¿Una sociedad obsesionada?

¿Una sociedad obsesionada?

Sin duda alguna ya está todo dicho y más. Oímos opiniones para todos los gustos y el día de mañana los investigadores acudirán a las hemerotecas y allí perderán horas leyendo y observando lo acontecido en Cataluña en esta época. ¿Cuál es el problema? Según a quien preguntemos la respuesta será muy variada: ¿psicológico, sentimental, político, económico…? Una obsesión de décadas.
El terreno catalán ha estado preparándose desde décadas para lo que hoy ocurre. Aunque ellos se nieguen a admitirlo Cataluña durante muchos años ha sido un lugar de privilegio con inversiones que a otros lugares llegaron muchísimo más tarde. Y esto ya desde el régimen franquista. La primera vez que visité Barcelona, allá por lo años sesenta, me dio la impresión de que aquella sociedad era diferente, más europea y moderna. Se les han permitido una serie de privilegios que se niegan a reconocer. Es cierto que los empresarios catalanes de todos los sectores han ido por delante, recuérdese el sector textil, el alimenticio e incluso el editorial. 

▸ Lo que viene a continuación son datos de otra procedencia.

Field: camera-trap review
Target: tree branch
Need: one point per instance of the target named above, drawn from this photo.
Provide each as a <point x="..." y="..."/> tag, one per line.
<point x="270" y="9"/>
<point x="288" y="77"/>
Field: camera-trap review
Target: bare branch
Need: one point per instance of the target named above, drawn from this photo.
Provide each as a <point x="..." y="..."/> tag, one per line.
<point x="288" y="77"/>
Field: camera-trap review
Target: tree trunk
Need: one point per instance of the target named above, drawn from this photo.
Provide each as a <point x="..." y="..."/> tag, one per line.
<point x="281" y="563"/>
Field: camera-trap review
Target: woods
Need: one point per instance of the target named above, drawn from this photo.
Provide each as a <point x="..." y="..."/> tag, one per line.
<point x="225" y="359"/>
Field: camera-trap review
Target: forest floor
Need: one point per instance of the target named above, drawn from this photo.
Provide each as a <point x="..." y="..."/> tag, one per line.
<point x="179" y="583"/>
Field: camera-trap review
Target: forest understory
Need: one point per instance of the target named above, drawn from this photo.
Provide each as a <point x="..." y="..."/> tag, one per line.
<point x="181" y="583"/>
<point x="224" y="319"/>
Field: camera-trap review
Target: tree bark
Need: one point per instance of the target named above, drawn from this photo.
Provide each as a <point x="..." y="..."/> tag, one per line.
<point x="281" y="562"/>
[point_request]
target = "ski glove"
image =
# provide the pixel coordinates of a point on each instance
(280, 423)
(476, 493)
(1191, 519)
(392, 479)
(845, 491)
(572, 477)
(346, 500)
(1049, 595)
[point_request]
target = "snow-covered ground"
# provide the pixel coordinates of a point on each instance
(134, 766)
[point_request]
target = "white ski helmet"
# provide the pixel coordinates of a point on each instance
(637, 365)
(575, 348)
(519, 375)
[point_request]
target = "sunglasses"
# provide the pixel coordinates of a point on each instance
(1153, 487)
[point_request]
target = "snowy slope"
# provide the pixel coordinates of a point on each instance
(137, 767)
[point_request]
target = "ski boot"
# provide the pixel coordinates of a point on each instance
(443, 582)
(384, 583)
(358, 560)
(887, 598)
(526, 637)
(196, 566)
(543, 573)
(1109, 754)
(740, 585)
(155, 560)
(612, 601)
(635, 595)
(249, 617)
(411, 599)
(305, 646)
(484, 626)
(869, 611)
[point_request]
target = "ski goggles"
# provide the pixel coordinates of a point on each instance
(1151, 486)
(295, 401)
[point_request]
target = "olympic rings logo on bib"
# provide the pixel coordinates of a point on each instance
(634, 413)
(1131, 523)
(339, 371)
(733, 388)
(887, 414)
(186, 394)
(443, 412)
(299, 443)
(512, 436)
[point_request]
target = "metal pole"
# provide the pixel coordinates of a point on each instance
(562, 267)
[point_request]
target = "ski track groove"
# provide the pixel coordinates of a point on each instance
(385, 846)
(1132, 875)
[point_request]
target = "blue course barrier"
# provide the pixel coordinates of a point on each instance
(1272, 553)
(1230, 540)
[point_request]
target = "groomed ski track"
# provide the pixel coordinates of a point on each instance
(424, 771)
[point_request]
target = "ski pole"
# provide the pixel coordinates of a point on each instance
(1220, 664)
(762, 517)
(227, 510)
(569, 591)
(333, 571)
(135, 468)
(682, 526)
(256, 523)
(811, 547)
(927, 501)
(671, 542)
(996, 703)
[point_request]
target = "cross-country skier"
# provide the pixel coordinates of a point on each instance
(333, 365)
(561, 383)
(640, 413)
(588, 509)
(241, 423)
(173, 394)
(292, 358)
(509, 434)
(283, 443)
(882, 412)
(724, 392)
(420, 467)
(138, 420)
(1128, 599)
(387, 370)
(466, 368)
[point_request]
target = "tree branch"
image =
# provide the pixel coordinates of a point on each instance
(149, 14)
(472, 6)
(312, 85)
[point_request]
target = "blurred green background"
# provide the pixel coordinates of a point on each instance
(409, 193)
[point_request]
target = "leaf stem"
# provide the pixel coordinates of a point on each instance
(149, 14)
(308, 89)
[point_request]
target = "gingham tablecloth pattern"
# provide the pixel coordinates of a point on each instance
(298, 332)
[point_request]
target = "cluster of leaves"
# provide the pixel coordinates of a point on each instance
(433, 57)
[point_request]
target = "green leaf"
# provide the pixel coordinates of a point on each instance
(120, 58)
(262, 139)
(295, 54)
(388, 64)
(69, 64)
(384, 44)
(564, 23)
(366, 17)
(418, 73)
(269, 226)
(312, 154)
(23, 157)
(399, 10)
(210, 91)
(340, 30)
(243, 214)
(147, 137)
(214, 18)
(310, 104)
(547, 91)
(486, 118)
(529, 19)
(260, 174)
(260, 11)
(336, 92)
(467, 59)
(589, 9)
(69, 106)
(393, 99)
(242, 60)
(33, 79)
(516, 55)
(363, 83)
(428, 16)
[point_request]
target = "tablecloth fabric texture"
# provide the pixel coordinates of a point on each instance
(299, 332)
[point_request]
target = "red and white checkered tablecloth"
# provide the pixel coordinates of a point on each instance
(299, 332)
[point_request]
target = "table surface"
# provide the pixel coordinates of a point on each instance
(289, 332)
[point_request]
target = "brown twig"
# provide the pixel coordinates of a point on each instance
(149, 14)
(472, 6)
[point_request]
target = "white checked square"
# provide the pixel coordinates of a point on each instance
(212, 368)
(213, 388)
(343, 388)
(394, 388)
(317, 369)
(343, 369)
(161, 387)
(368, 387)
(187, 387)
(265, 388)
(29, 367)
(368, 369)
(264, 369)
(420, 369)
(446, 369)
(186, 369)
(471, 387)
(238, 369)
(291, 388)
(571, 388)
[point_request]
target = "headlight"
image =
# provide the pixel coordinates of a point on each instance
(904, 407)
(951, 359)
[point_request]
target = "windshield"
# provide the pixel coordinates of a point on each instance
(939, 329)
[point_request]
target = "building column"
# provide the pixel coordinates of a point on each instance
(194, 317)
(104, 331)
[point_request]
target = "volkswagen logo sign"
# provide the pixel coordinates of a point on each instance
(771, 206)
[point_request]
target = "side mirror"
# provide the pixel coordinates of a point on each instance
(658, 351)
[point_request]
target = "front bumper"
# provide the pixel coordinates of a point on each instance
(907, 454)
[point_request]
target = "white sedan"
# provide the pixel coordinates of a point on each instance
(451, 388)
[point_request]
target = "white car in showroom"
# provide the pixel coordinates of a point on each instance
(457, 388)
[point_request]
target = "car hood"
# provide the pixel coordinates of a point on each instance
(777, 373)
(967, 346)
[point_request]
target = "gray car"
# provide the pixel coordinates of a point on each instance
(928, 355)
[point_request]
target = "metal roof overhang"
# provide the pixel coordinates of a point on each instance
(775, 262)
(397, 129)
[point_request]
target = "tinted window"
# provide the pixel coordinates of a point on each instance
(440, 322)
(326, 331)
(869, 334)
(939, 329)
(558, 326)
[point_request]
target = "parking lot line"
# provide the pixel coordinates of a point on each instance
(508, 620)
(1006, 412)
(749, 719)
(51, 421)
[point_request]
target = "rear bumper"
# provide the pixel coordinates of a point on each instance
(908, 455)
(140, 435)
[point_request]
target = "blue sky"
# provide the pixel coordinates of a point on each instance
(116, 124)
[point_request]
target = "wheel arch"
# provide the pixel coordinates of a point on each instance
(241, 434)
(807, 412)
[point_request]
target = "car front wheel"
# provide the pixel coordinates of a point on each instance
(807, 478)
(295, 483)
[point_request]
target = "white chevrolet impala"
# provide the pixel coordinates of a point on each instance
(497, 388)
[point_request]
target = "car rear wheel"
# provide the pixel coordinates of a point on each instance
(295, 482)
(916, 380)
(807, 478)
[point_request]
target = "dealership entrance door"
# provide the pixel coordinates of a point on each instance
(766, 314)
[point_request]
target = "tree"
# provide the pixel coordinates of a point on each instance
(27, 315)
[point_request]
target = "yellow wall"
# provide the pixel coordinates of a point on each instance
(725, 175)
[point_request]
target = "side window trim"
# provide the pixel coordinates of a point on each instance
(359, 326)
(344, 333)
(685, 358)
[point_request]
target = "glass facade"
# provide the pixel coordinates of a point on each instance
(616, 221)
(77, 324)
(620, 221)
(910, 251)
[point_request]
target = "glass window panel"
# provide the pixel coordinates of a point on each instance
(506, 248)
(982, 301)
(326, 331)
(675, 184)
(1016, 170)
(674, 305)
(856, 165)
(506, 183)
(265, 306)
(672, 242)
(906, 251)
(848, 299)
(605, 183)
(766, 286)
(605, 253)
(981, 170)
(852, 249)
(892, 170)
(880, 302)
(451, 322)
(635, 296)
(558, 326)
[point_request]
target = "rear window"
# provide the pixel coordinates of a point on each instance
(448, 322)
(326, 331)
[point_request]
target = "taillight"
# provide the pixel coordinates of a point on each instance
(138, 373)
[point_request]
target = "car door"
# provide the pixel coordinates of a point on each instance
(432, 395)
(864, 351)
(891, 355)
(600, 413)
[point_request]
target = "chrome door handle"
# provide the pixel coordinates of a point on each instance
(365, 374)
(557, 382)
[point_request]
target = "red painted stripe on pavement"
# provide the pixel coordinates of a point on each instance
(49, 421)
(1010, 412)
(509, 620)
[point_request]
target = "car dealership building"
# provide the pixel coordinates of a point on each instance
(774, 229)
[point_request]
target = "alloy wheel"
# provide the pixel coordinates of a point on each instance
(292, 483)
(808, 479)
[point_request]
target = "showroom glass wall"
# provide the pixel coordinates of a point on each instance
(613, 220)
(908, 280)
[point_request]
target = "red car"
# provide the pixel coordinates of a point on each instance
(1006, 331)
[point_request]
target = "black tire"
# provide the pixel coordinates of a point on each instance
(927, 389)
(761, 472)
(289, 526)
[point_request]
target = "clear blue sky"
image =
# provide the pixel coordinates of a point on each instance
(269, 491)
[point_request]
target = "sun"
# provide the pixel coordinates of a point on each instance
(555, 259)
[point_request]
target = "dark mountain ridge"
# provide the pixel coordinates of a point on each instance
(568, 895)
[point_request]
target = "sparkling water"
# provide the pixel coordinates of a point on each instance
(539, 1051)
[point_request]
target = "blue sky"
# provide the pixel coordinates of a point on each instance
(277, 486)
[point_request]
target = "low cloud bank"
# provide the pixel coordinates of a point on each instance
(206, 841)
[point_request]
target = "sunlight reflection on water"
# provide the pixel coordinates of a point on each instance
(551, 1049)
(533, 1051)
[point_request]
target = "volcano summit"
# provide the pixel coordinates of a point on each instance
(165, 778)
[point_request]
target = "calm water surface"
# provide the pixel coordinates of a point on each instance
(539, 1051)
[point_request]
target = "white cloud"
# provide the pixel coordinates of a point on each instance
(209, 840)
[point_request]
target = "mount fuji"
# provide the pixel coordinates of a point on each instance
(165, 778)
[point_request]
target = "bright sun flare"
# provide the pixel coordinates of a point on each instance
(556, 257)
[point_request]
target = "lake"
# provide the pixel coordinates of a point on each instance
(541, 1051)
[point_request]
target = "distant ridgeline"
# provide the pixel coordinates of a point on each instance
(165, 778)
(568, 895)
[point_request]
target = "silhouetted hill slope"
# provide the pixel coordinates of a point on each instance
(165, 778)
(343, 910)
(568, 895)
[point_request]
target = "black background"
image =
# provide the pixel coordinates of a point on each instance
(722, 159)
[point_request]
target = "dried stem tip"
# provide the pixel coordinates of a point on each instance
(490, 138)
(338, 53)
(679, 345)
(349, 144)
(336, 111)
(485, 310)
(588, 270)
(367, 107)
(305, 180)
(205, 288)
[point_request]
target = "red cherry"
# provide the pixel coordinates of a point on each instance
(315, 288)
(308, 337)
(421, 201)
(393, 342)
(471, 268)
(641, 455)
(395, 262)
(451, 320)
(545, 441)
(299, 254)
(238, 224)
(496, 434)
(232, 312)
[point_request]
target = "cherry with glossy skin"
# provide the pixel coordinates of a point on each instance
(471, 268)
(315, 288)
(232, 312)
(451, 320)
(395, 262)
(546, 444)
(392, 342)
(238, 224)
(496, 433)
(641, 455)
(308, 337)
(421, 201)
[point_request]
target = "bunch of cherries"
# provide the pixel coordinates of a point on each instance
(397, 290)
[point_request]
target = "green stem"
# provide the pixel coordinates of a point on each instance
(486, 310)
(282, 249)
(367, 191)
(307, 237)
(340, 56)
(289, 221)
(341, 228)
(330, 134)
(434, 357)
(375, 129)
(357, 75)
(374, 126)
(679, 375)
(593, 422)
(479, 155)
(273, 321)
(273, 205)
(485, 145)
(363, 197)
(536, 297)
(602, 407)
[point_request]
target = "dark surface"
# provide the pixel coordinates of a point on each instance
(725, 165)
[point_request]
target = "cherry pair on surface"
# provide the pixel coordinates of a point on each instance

A nivel político hay un hecho que muy claro: uno de los focos del nacionalismo catalán, la abadía de Montserrat y su influencia en la sociedad. El benedictino Aureli María Escarré, OSB (Arbos 15/04/1908- Barcelona 21/10/68) fue un controvertido y polémico abad que, al iniciarse la guerra civil, se exilió en una abadía italiana mientras 23 monjes eran asesinados en Montserrat. Acabada la guerra en 1939 fue de los primeros en regresar nombrándose a sí mismo prior. Con la ayuda de Franco, de quien era amigo y a quien introdujo en la basílica bajo palio, pudo restaurar toda la abadía. En 1945 se le concede la Gran Cruz de Alfonso X el Sabio. Fue el iniciador de las homilías en catalán.
Escarré fue evolucionando hacia una postura crítica con el régimen. La polémica culminó con unas declaraciones concedidas a Le Monde en 1963 criticando al Estado. La Comunidad benedictina poco a poco le fue cuestionando, viéndose obligado a exiliarse de nuevo a Italia en 1965 y renunciado a la abadía en 1966. Sin permiso del Gobierno, que miró para otro lado, el abad Casiá Just, gran defensor de Esquerra, hizo las gestiones y de forma especial le trasladó a Barcelona a morir. Es uno de los símbolos separatistas como lo fue su sucesor Cassiá. Su despedida supuso un choque entre los separatistas y la policía tanto en Barcelona como en Montserrat.
Al final, su radical cambio ideológico le convirtió en abierta oposición al régimen y defensor de la lengua catalana. El 14/11/1963 se publica la célebre entrevista en Le Monde, dando los motivos de su exilio: “No tenemos 25 años de paz, sino 25 años de victoria”. Curiosamente Escarré tenía sensibilidad falangista y se había expresado años antes en términos muy elogiosos para Franco. La entrevista del abad dividió a la comunidad benedictina y fue cuando el Vaticano desterró a Escarré. La cuestión no era fortalecer el cristianismo en Cataluña, legitimar el catalanismo. Afirmaba: “España, y este es el gran problema, todavía se encuentra dividida en dos bandos”. “El Estado, el régimen, dificulta la expresión de la cultura catalana cuando la lengua se pierde, también la religión tiene tendencia a hacerlo”. “Somos españoles, no castellanos”. Después Escarré era rechazado por la comunidad monástica por sus excesos, autoritarismo, gastos suntuosos y abusos de poder, que le habían merecido una sanción del Vaticano. 
Escarré acaso fue el penúltimo eslabón del nacionalismo catalán porque antes había habido intentos separatistas que duraron pocos días saldándose incluso con la vida de personajes recordados como el mítico Companys. Pero de esto hablaremos otro día.